Over the last couple of months, some diseases gained notoriety, epidemics were announced by global media and the world experienced widespread panic.

Even as you read this, we know you are thinking of ebola, the deadly tropical disease which broke out in Sierra Leone, Liberia and Guinea and according to United States Centers for Disease Control and Prevention (CDC), killed around 9,365 people worldwide.

Source: CBS

But there is another disease, which has killed over 585 in India in 2015 alone, yet it is surprisingly under-reported, with almost no real-time reporting being done and limited media coverage.

The last time this virus struck in a major way was in 2009, when it became a pandemic and killed around 2,03,000 people worldwide. This is the H1N1 virus or the infamous swine flu.

Source: Time.com

Ebola is scary. It kills more than half of those infected and has a high fatality rate. But it can be transmitted only if the person has been in physical contact with an infected individual.

Swine flu, on the other hand, is highly contagious and communicable.

You had think, by now, that people would be talking about swine flu more, informing others and spreading awareness about this disease.

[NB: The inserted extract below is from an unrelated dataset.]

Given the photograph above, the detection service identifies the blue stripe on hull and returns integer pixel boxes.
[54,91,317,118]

Here are the Twitter trends for the last couple of weeks, when swine flu cases in India have peaked.

Source: Topsy

Ebola still trends higher, even though the epidemic ended some months ago. Surprisingly, accidents have a higher say than swine flu.

You may protest that these are global trends. Here are the Google trends for India for ebola and swine flu.

Source: Google Trends

So do we wait till the virus travels to a first world nation before letting the entire country know that, “Oh! we think it may have kinda started here in India”.

The Ebola epidemic originated sometime in December 2013. Yet watch how the map below lights up in October 2014, when CDC confirmed the first death due to Ebola in the US.

This is the age of information. The age of minute by minute news updates and overtly intrusive tabloids. Yet sometimes, one news item is more important or more “fetching” than another.

Who decides? That is one question. But where contagious diseases are concerned, should not the media take it upon itself to drive awareness among the masses anyway?

When ‘how many died’ isn’t newsy enough, it becomes a question of ‘who died’.

André Carrilho/Andre Carrilho

The media has a responsibility towards the people. The literate have a responsibility towards the illiterate.

Because if the media, the more educated, and the socially active do not talk about it, it becomes a footnote in a news item and a statistic in the government logs.